Uber, the hungry Silicon Valley company that turned people with cars and smartphones into a transportation fleet to rival taxis (while skirting things like labor regulations in the process), has set its sights on something much larger. Uber is already working on driverless cars, which happily for the company exist outside of labor law, but not even unmanned driving machines are enough to satisfy Uber’s ambitions. The company wants a flying car.
Specifically, Uber products head Jeff Holden is looking at VTOL — “vertical takeoff and landing” — technologies. Holden expressed this interest during an interview with Recode executive editor Kara Swisher at the Nantucket Conference last Sunday. As Swisher reports:
The advantages of VTOL vehicles are many: they can land and take off using small pads, like helicopters, instead of the large and inconvenient runways of airplanes. And once in the air, VTOL craft often convert to plane-like flight, maximizing efficiency as they soar through the sky with wings, not spinning blades, providing lift.
VTOL is also, it’s worth mentioning again and again, hard. There is a “V/STOL Wheel of Misfortune,” maintained by the American Helicopter Society, that documents 45 different attempts at vertical or short takeoff and landing aircraft. Almost all are failures, with a couple of successes mixed in. Those successes did not come easy. Perhaps the most famous VTOL aircraft, the V-22 troop transport used by the United States Marine Corps and Air Force, had four crashes resulting in 30 total deaths before it was improved and finally declared operational, 16 years after its first flight.

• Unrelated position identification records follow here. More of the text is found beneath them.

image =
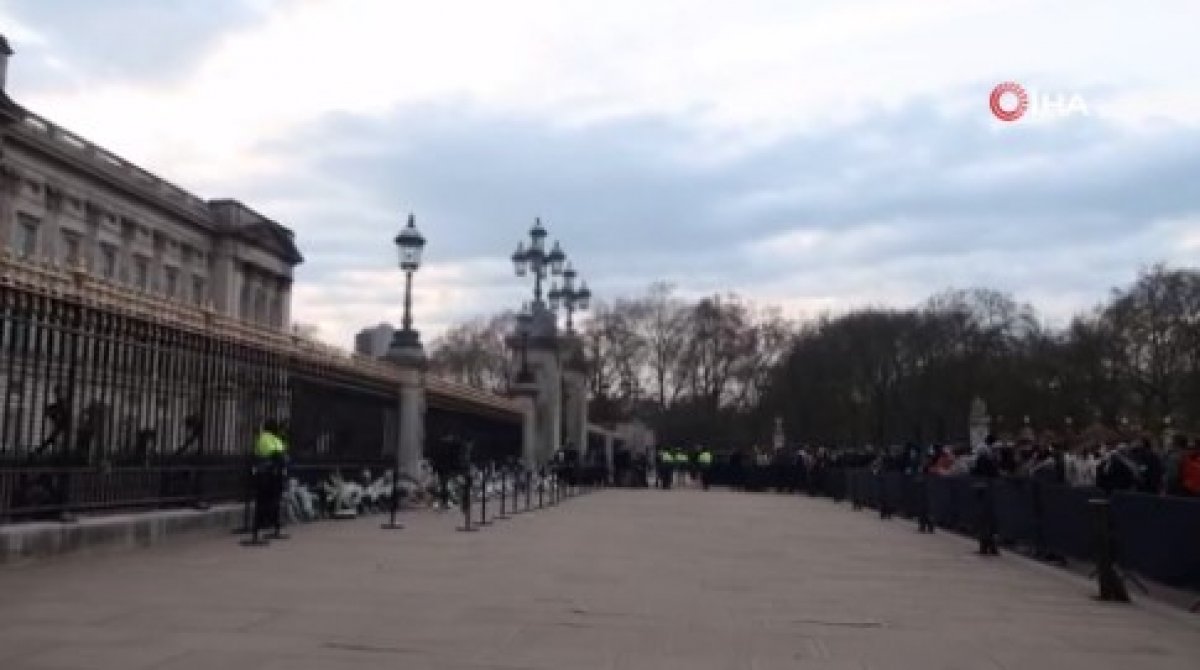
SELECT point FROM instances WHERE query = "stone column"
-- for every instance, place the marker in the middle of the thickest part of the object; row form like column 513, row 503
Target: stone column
column 609, row 456
column 409, row 359
column 528, row 428
column 544, row 363
column 412, row 422
column 577, row 408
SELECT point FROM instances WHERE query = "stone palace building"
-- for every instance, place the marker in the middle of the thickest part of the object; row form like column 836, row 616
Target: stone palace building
column 70, row 202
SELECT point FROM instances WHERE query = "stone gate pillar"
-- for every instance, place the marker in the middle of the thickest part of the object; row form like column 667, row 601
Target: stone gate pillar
column 408, row 357
column 412, row 423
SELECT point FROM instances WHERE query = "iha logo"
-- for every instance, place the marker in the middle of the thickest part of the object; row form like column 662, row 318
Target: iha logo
column 1011, row 101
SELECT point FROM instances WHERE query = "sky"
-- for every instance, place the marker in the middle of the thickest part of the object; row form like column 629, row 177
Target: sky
column 811, row 155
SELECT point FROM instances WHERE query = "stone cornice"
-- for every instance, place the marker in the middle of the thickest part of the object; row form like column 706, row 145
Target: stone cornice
column 78, row 286
column 81, row 155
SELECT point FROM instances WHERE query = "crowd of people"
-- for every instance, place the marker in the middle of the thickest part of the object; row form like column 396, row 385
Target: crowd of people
column 1135, row 465
column 1119, row 465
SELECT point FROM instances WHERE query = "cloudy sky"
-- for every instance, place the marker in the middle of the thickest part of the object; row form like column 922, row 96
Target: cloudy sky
column 815, row 155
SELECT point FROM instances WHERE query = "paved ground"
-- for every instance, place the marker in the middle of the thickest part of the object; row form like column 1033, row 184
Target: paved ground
column 618, row 579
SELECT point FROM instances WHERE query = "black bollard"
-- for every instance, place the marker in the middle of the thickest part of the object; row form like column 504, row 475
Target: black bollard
column 262, row 508
column 1113, row 588
column 516, row 490
column 987, row 521
column 1039, row 533
column 247, row 519
column 885, row 500
column 391, row 525
column 483, row 498
column 504, row 494
column 466, row 507
column 924, row 522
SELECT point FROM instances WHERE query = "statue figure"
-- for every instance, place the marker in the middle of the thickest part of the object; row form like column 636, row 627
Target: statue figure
column 979, row 422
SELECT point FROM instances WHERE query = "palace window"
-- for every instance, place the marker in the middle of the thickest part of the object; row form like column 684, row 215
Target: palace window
column 25, row 239
column 198, row 289
column 171, row 281
column 107, row 261
column 141, row 273
column 71, row 243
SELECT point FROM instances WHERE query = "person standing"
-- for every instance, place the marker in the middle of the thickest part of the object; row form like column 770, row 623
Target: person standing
column 682, row 466
column 265, row 476
column 666, row 467
column 705, row 462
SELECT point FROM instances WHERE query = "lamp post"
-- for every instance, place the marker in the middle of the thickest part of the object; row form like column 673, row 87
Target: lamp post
column 569, row 295
column 406, row 352
column 538, row 261
column 409, row 244
column 525, row 323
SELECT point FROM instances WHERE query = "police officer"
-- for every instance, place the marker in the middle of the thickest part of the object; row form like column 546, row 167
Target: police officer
column 705, row 460
column 666, row 465
column 268, row 472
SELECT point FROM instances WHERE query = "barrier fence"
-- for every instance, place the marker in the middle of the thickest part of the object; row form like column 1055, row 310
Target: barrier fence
column 112, row 400
column 1157, row 537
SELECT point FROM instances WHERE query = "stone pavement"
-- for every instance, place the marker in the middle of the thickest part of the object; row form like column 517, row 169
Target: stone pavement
column 617, row 579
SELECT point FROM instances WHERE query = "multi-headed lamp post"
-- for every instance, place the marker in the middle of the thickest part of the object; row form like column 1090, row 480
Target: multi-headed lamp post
column 409, row 244
column 569, row 295
column 525, row 325
column 538, row 261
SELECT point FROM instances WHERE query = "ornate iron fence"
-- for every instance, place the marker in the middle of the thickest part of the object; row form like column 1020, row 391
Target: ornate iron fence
column 117, row 400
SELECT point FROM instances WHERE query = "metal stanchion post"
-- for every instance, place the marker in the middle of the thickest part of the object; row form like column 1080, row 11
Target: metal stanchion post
column 466, row 504
column 483, row 497
column 516, row 490
column 924, row 521
column 885, row 500
column 391, row 525
column 259, row 513
column 247, row 521
column 1111, row 584
column 987, row 519
column 504, row 494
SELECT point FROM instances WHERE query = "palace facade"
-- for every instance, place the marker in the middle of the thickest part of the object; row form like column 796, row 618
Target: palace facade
column 67, row 202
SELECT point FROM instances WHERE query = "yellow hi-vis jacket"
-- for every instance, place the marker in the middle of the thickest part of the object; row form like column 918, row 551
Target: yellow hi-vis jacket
column 268, row 444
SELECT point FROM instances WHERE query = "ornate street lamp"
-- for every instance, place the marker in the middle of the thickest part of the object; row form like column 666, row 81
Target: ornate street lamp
column 409, row 244
column 525, row 324
column 570, row 297
column 538, row 261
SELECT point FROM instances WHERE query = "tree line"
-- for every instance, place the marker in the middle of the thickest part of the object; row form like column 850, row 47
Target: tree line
column 718, row 370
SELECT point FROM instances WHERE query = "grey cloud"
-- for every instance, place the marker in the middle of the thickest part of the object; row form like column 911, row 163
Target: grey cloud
column 141, row 40
column 631, row 208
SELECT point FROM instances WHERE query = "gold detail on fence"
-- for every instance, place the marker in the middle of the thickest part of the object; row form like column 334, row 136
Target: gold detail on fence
column 77, row 285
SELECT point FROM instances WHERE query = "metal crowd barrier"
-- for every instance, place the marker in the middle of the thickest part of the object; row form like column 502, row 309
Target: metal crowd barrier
column 1157, row 537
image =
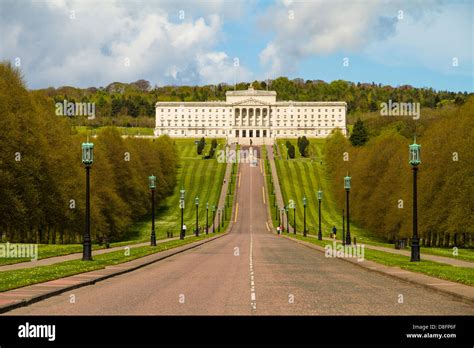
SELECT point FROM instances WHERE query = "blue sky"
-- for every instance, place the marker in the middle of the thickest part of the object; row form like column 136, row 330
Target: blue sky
column 93, row 43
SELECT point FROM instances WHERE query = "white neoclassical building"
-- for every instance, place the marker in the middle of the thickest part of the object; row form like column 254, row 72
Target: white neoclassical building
column 250, row 115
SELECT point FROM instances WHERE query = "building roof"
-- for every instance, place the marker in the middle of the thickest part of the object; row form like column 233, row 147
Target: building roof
column 250, row 92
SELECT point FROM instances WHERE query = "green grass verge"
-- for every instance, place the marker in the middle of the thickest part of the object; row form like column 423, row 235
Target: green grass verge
column 52, row 250
column 23, row 277
column 462, row 275
column 198, row 176
column 123, row 130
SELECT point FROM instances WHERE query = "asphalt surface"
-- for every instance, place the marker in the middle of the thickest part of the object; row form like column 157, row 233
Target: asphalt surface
column 250, row 271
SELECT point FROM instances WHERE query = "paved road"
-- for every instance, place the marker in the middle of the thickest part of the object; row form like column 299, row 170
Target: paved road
column 251, row 271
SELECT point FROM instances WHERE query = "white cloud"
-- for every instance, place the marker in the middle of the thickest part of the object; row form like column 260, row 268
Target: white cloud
column 94, row 47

The F-35B, the Pentagon’s VTOL variant of its expensive F-35 fighter program, is the most expensive of the bunch. DARPA is experimenting with new VTOL concepts. Bell Helicopter hopes to outfit the Marines with VTOL attack drones and the Army with a new VTOL transport or attack helicopter. These are expensive projects, with tricky aerodynamics, and none are designed to navigate a crowded street filled with pedestrians after last call.
That’s assuming Uber goes for true VTOL, where the aircraft takes off like a helicopter and transitions to more efficient, plane-like flight. If Uber is simply interested in helicopter-like flying machines, that idea is already out in the world. China’s Ehang 184 is a “human-carrying drone,” or perhaps, a driverless sky-car. The passenger-carrying quadcopter is cleared for testing in Nevada, where it may some day see use returning the drunk and wealthy from spots along the Strip to waiting penthouse helipads.
It’s helicopters like the Ehang-184, and not Osprey-like planes, that I’d expect to see Uber investing in. Anything else just seems like a VTOL tale.